Can an "Irrevocable Trust" Name Another Trust as a Beneficiary?

Can an "Irrevocable Trust" Name Another Trust as a Beneficiary? thumbnail
You have many options in selecting a beneficiary for your trust.

Trusts are legal agreements that allow someone to transfer property or money to a trust that will then be managed by a trustee for the benefit of beneficiaries. The reason that a grantor might wish to make a trust irrevocable is so that the grantor will no longer possess any incidents of ownership of the property or cash. Therefore, items placed in trust would be excluded from the grantor’s estate after death. Excluding property from an estate allows grantors to circumvent the probate system as well as certain taxes.

  1. What is an Irrevocable Trust?

    • An irrevocable trust is a trust agreement where the grantor transfers complete ownership rights of property or cash to the trust and does not intend to have the property or cash revert back to him. The irrevocable trust cannot be modified, amended or revoked. In order to be an irrevocable trust, the trust document must explicitly provide for it to be treated as such.

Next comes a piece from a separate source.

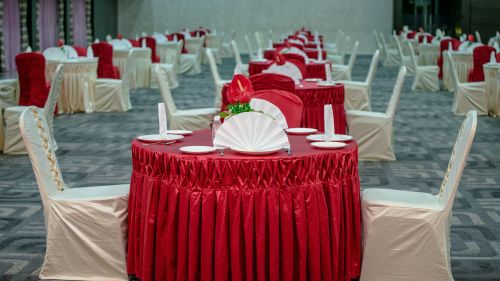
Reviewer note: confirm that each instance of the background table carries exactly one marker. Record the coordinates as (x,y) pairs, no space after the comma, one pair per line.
(76,73)
(237,217)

    Impact of Irrevocable Trust

    • Creating an irrevocable trust allows the grantor to reduce his estate’s potential estate tax liability as well as income tax on the cash or property during the grantor’s life. Depending on the language in the trust, a revocable trust can become irrevocable upon the grantor’s death or incapacitation.

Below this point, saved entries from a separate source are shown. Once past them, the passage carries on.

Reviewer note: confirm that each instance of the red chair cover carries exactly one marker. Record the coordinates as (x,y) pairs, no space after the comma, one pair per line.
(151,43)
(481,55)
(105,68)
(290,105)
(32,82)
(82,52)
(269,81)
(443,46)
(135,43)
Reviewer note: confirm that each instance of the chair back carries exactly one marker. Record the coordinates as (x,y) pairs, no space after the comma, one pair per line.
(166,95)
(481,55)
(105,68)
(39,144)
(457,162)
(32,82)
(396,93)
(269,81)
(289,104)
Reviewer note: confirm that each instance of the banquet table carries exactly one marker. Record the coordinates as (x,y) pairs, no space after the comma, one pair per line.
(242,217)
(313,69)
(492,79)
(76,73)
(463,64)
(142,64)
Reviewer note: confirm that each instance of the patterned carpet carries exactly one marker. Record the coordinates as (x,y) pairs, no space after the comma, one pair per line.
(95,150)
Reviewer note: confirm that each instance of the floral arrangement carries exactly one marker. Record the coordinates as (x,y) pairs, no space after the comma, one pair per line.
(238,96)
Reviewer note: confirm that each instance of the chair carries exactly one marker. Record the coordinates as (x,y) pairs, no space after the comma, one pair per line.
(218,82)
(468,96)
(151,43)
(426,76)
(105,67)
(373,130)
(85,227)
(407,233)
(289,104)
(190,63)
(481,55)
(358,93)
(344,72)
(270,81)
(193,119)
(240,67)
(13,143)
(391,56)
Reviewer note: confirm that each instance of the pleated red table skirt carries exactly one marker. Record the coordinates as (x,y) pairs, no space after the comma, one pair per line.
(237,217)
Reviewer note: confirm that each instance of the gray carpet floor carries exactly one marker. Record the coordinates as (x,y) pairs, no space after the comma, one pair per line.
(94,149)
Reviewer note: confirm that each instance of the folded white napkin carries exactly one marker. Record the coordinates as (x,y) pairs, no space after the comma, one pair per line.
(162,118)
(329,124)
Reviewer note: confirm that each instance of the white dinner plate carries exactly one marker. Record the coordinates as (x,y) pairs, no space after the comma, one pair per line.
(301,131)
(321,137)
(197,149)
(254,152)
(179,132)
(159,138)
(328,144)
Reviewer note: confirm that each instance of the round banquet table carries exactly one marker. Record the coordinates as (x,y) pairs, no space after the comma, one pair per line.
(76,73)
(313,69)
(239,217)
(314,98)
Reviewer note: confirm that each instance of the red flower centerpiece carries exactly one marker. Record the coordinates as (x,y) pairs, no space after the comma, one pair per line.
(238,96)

    What is a Beneficiary?

    • Beneficiaries are the designated recipients of the income or principal of the trust. The grantor who created the trust may designate that the beneficiary will receive both the income and the principal of the trust or the grantor may designate different beneficiaries to receive the parts of the trust.

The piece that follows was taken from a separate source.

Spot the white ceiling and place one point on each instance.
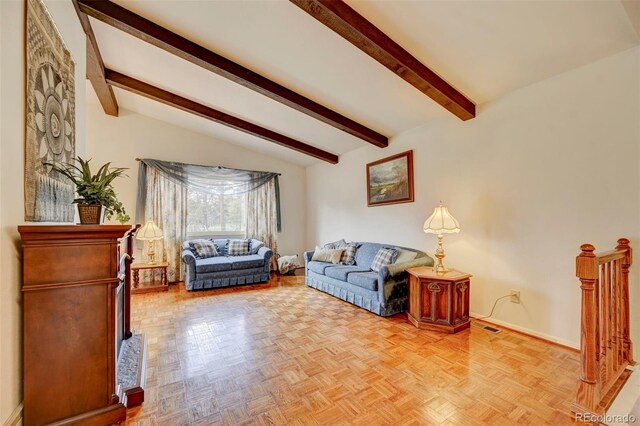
(483, 48)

    Who May Be Named Beneficiaries?

    • The grantor is allowed to name as a beneficiary of his trust any person, legal entity or organization that he wishes. Accordingly, an irrevocable trust may name another trust as a beneficiary. However, the grantor should avoid having an irrevocable trust make distributions to a trust where the grantor is the primary beneficiary of income or principal, because it may appear that the grantor is trying to evade taxation and this type of convoluted transfer would make it appear that the grantor did not transfer complete ownership.